Mais ça, c’était avant. Avant la rubrique Aspirine. Le premier article (consacré à la spéculation sur les jeux anciens) n’a pas grand chose à voir avec la théorie du JdR, je l’aurais préféré plus factuel et moins « romancé », mais il dresse un bon panorama.

C’est ensuite qu’on passe à la théorie, avec un bel article de Thomas Munier sur les auteurs d’une partie de JdR, à savoir les auteurs au sens où on l’entend habituellement (ainsi que les illustrateurs, traducteurs, etc.), le/la MJ (même dans le cas d’une fonction partagée ou tournante) et les joueur.ses. De plus, l’auteur (de l’article) a le bon goût d’utiliser rôliste comme adjectif plutôt que rôlistique (pour quoi complexifier les choses quand on peut les compliquer à loisir ? Et je vous passe la « volumétrie », qui est la mesure du volume et non le volume lui-même, que je subis au quotidien. Mais je m’égare) et de savoir écrire une phrase comprenant des puces. Mieux encore, cet article est le début d’une série. Bon, comme nul n’est parfait, on reprendra Thomas Munier sur son orthographe exotique de Talistanta et son approximation sur les personnages multiples joués dans Ars Magica, mais j’aime beaucoup ce que vous écrivez, Monsieur. Si j’aurais su, je vous aurais suivi de plus près plus tôt.

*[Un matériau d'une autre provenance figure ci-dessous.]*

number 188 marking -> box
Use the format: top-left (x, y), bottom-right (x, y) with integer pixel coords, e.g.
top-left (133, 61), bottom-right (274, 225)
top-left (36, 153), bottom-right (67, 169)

Le mag se termine sur un article à propos des vidéocasts rôlistes, toujours sans rapport avec le théorie du JdR, mais fort intéressant, surtout le décorticage d’HarmonQuest, une (super, à l’échelle rôliste) production américaine qui semble exemplaire pour présenter le hobby de manière attractive.

Pour finir, on peut maintenant se procurer le magazine sur le site de son éditeur, TITAM.